No obstante, los romanos le rindieron un cariñoso homenaje en la Fontana di Trevi (actualmente en reparación, de acuerdo a los diarios italianos), sitio donde la Ekberg bañara su voluptuoso cuerpo, y donde sobre los andamios de metal colgaron un afiche con su imagen con la frase de “Ciao, Anita”.

Cualquiera que haya visto la película La dolce vita sabrá, en todo caso, que la devoción de los romanos por Silvia, el personaje interpretado por Anita Ekberg, es sincera y perdurable. Todo aquel que se haya deleitado con su sensual presencia comprenderá por qué Federico Fellini la acogió como su musa y nadie dudará de la memoria de esos que le realizaron el reconocimiento a Anita. ¿Pues hay mejor elección que aquella que se decide desde el cuerpo, desde el corazón?

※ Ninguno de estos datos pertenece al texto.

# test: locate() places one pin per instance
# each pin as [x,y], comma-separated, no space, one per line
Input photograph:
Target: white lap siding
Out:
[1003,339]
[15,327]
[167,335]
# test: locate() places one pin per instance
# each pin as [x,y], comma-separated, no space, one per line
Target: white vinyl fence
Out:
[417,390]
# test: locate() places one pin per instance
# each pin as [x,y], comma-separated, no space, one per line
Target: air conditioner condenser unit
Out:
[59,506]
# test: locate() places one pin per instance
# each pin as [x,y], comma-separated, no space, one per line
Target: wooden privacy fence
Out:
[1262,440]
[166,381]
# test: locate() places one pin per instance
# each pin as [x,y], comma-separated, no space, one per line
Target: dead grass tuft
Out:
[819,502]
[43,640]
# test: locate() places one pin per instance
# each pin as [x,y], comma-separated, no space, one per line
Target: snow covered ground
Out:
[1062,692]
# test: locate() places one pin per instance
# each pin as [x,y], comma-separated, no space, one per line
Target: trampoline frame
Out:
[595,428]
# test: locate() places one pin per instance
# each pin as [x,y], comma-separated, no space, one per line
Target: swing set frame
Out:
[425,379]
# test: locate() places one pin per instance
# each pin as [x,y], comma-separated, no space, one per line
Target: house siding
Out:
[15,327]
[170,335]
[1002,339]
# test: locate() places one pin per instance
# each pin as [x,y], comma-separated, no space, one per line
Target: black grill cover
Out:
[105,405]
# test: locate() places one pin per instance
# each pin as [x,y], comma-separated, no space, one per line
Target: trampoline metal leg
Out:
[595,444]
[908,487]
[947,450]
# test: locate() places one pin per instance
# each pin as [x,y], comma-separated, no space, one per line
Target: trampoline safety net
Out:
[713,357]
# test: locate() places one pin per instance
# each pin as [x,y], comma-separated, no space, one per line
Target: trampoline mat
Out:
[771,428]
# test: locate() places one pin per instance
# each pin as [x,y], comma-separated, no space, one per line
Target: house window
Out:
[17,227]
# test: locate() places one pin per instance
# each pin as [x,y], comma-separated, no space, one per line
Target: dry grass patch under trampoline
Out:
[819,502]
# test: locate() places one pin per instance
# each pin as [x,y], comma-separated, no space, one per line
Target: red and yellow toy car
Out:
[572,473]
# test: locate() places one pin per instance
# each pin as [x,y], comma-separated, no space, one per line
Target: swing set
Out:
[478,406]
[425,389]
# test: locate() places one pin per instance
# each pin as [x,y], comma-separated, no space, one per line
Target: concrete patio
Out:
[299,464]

En mil novecientos sesenta, por indicaciones precisas del cineasta Federico Fellini, Marcello Mastroianni y Anita Ekberg hundieron, como casi todos sabemos, los pies en las aguas de la fuente para lograr una de las escenas más iconográficas, como lo dicen los críticos, de la cinematografía universal. Ver de nuevo una y otra vez la escena es una delicia y, también, uno de los placeres más candorosos que puedan existir, porque cada uno —hombre o mujer— podría ser esos amantes traviesos que se atrevieron a entrar y besarse en una de las fuentes más amadas por los romanos, y éstos, es claro, lo saben desde hace más de cincuenta años. Volver a mirarlos estar allí, en las aguas de la fontana que canta, es volver a un pasado que es un presente perenne: las imágenes son imborrables, pues es claro que cada vez que las veamos volverá a suceder que ella, la hermosa sueca que a los 19 años fue miss Suecia, gritará: “Marcello ven aquí”, pero Marcelo no acudirá, sino que nosotros seremos los que vayamos, seducidos por la belleza de Anita, y la tomaremos en nuestros brazos para, acto seguido, besarla, hacerla de algún modo nuestra, darnos el placer único, lo sabemos, de sentir la cercanía de ese cuerpo y ver de cerca su hermoso rostro.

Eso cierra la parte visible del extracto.